The talk was of Charlie Brooker’s Black Mirror: White Christmas, a compelling, disturbing, yet plausible futuristic story that had been screened the night before. Plausible, because the technology involved is surely almost here already. Disturbing, because the casualness of ‘blocking’ and cloning each other seemed so heartless A– and yet horribly reasonable. Compelling, because Don Draper starred in the story. (And Rafe Spall)
Our spontaneous TV club found some cheer within the fear.
(Coffee is very good for optimism)
- How energizing it was to play with dark thoughts and ideas in a Christmas setting.
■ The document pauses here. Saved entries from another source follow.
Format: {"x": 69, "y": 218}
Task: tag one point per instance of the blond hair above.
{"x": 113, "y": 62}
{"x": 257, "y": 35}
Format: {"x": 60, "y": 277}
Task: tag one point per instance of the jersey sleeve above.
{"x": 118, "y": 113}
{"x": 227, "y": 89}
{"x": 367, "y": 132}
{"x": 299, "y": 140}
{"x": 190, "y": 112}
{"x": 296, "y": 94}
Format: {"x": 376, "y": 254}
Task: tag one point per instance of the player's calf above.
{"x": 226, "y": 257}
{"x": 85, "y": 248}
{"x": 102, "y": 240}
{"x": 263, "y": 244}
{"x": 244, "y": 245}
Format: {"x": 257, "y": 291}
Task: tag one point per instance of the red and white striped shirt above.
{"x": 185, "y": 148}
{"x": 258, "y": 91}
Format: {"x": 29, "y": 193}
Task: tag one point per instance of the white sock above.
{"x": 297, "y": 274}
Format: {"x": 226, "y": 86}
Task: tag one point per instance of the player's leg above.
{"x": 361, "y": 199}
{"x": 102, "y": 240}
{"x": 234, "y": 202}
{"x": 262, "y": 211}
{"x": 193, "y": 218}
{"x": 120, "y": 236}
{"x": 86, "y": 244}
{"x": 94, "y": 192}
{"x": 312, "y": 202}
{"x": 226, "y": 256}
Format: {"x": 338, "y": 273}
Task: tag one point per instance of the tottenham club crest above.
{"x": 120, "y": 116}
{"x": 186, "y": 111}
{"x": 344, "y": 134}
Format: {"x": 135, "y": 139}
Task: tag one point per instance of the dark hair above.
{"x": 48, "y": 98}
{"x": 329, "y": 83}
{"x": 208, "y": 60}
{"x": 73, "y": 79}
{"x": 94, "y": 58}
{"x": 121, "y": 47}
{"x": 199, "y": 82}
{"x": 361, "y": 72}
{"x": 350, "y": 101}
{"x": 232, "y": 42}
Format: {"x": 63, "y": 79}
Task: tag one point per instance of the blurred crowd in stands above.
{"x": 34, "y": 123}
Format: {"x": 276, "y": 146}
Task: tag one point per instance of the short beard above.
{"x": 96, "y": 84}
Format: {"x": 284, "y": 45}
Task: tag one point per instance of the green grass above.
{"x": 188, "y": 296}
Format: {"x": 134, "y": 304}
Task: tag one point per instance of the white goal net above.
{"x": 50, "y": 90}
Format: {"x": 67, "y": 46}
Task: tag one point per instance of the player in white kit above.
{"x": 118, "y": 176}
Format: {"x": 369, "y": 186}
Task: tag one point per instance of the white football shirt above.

We all noted the makings of a rather fine new-year resolution: not trying to find
sweetness and light all the time.
- The future did not look a happy place in the story. All these incremental technology upgrades and improvements that we love so much will, little step by little step, lead to some horrible stuff if we’re not careful. But Mr Brooker had left a sliver of hope. Some moral questions were being asked, somenindependent thoughts were being thought, by everyday people living everyday lives even in this frightening future. Let’s hang on to that this week when parts of the world seem to have gone mad.
- The blocker device. Imagine being able to effect a sort of immediate exile on anyone annoying you. People became vague fuzzy unreachable shapes when ‘blocked’ in Black Mirror. As we compared notes on the places we had worked that week, we realized that ‘blocking’ happens here and now pretty effectively without the help of any yet-to-be-invented gadgets. The Behavioural Psychologists call these behaviours ‘micro exclusions’ – the thousands of hard-to-identify ways we find not to acknowledge or include another person.
The impromptu drama critics were as one in their resolve. We would spot any blocking pattern wherever we worked, we would assume positive intent wherever we went, and we would look for the dark as well as the sweet.
And with that sense of achievement we wished each other – all – a very merry Christmas indeed.